The von Willebrand factor (vWF) is a protein made in the cells lining blood vessels and the large cells that eventually become platelets (megakaryocytes). It plays an important role in the clumping of platelets and resulting clot formation. Abnormal levels of von Willebrand factor may result in bleeding disorders. The von Willebrand factor antigen (vWF:Ag) is synthesized in endothelial cells and megakaryocytes as a number of subunits that polymerize and combine with Factor VIII to form a large complex. In the plasma, von Willebrand factor (also known as ristocetin cofactor or RCF) exists as a heterogenous population of large polymers to which Factor VIII is complexed by non-covalent bonds. The vWF:Ag level is an immunologic measure of vWF levels and one component of a “von Willebrand’s panel.” Patients with a chronic bleeding disorder and a family history of bleeding should be evaluated for von Willebrand’s disease; vWF:Ag levels are decreased in von Willebrand’s disease (vWD) patients and normal in hemophilia A patients and carriers. Since many variants of vWD exist, identification is more likely if Factor VIII activity, vWF:Ag, and vWF-RCF activity are all assayed. Because many vWD patients have mild disease, repeated testing may be necessary in order to make the diagnosis. Female patients with vWD who are pregnant or taking oral contraceptives may have normal vWF:Ag values.

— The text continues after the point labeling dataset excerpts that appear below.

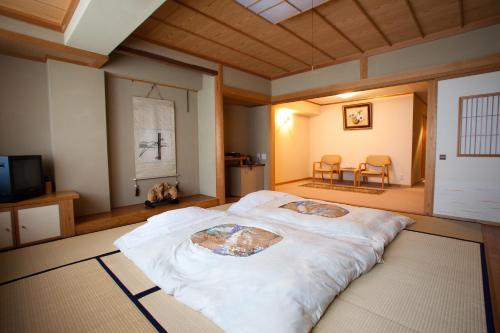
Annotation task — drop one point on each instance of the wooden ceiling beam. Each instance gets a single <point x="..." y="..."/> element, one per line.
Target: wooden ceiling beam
<point x="199" y="55"/>
<point x="240" y="31"/>
<point x="223" y="45"/>
<point x="307" y="42"/>
<point x="337" y="30"/>
<point x="461" y="13"/>
<point x="69" y="14"/>
<point x="372" y="22"/>
<point x="171" y="61"/>
<point x="415" y="41"/>
<point x="414" y="17"/>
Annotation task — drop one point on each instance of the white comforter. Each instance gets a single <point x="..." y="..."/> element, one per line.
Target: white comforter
<point x="284" y="288"/>
<point x="373" y="227"/>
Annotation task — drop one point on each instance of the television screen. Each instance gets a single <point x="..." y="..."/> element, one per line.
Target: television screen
<point x="21" y="177"/>
<point x="26" y="174"/>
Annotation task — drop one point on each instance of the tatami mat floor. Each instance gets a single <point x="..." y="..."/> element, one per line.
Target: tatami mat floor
<point x="398" y="198"/>
<point x="427" y="283"/>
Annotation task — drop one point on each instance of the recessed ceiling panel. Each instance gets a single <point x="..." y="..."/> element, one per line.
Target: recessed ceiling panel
<point x="304" y="5"/>
<point x="263" y="5"/>
<point x="276" y="11"/>
<point x="279" y="13"/>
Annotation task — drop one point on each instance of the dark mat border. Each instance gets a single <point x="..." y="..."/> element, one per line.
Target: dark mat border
<point x="135" y="298"/>
<point x="488" y="308"/>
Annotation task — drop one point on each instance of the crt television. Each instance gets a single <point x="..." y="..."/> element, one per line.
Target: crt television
<point x="21" y="177"/>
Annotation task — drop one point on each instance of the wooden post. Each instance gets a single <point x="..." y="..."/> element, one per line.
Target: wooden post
<point x="219" y="137"/>
<point x="430" y="154"/>
<point x="363" y="67"/>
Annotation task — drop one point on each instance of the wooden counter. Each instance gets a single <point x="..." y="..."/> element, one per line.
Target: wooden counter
<point x="136" y="213"/>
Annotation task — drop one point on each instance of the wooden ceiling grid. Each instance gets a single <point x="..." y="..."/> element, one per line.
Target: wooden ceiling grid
<point x="226" y="32"/>
<point x="52" y="14"/>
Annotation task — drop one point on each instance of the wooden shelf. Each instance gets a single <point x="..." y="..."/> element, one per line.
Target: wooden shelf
<point x="136" y="213"/>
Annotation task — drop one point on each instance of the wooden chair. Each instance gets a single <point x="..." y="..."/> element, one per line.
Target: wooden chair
<point x="329" y="164"/>
<point x="381" y="162"/>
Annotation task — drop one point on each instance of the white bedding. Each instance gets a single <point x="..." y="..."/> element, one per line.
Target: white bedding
<point x="284" y="288"/>
<point x="373" y="227"/>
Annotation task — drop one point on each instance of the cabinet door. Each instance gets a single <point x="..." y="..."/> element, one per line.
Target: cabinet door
<point x="6" y="238"/>
<point x="38" y="223"/>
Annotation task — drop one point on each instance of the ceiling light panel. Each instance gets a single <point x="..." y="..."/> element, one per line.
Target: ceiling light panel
<point x="276" y="11"/>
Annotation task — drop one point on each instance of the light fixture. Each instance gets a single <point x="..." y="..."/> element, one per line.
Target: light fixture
<point x="276" y="11"/>
<point x="284" y="119"/>
<point x="348" y="95"/>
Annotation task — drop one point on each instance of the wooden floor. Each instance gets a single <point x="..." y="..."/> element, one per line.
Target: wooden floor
<point x="395" y="197"/>
<point x="491" y="236"/>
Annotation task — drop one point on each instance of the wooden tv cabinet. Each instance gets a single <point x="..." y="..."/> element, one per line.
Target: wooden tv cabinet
<point x="37" y="220"/>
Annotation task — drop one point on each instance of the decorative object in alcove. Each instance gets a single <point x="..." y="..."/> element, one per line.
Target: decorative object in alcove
<point x="154" y="131"/>
<point x="162" y="194"/>
<point x="358" y="116"/>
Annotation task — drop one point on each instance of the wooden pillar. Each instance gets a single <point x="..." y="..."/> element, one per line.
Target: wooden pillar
<point x="219" y="137"/>
<point x="363" y="67"/>
<point x="430" y="154"/>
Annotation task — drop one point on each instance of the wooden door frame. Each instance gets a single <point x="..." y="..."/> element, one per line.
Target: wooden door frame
<point x="248" y="98"/>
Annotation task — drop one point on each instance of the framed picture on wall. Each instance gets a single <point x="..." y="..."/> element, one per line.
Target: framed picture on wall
<point x="357" y="116"/>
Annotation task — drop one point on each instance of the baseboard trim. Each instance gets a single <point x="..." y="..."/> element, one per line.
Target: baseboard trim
<point x="292" y="181"/>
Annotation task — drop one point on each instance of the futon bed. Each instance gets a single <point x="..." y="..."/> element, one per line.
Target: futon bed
<point x="253" y="270"/>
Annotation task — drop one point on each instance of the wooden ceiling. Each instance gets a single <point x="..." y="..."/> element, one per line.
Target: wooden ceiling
<point x="418" y="88"/>
<point x="52" y="14"/>
<point x="225" y="32"/>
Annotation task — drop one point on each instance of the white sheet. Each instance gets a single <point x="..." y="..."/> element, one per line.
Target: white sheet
<point x="374" y="227"/>
<point x="284" y="288"/>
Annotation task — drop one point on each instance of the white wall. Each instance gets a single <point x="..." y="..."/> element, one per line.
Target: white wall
<point x="119" y="94"/>
<point x="24" y="110"/>
<point x="206" y="136"/>
<point x="155" y="71"/>
<point x="292" y="150"/>
<point x="465" y="187"/>
<point x="78" y="127"/>
<point x="391" y="135"/>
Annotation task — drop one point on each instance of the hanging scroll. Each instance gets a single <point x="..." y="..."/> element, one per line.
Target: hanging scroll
<point x="154" y="132"/>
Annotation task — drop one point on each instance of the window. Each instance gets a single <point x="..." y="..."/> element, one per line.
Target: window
<point x="479" y="125"/>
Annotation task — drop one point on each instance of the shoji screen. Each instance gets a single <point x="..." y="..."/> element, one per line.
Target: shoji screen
<point x="479" y="125"/>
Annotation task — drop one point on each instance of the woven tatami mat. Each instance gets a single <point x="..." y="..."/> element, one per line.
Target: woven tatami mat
<point x="76" y="298"/>
<point x="128" y="273"/>
<point x="427" y="284"/>
<point x="176" y="317"/>
<point x="33" y="259"/>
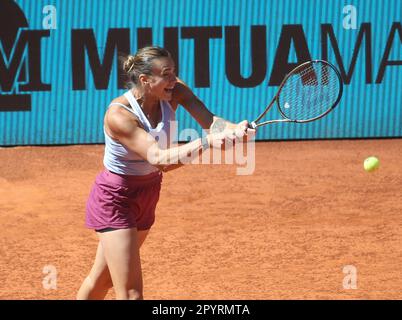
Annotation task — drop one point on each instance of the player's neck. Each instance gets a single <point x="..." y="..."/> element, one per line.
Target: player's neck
<point x="149" y="105"/>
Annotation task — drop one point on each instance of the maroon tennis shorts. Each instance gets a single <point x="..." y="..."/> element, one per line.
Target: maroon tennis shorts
<point x="122" y="201"/>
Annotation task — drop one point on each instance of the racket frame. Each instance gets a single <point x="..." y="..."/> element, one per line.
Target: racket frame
<point x="254" y="124"/>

WHITE BLOOD CELL COUNT(WBC COUNT)

This test measures the total number of white blood cells present in the blood. White blood cells are the major infection-fighting cells but are also involved in immune system responses to allergens, tumors, and cell stress. Leukopenia may indicate bone marrow failure, the presence of a cytotoxic substance, collagen vascular disease (such as systemic lupus erythematosus), liver disease, spleen disease, or radiation. Leukocytosis may indicate infectious disease, inflammatory disease (such as rheumatoid arthritis or allergy), leukemia, severe emotional or physical stress, or tissue damage.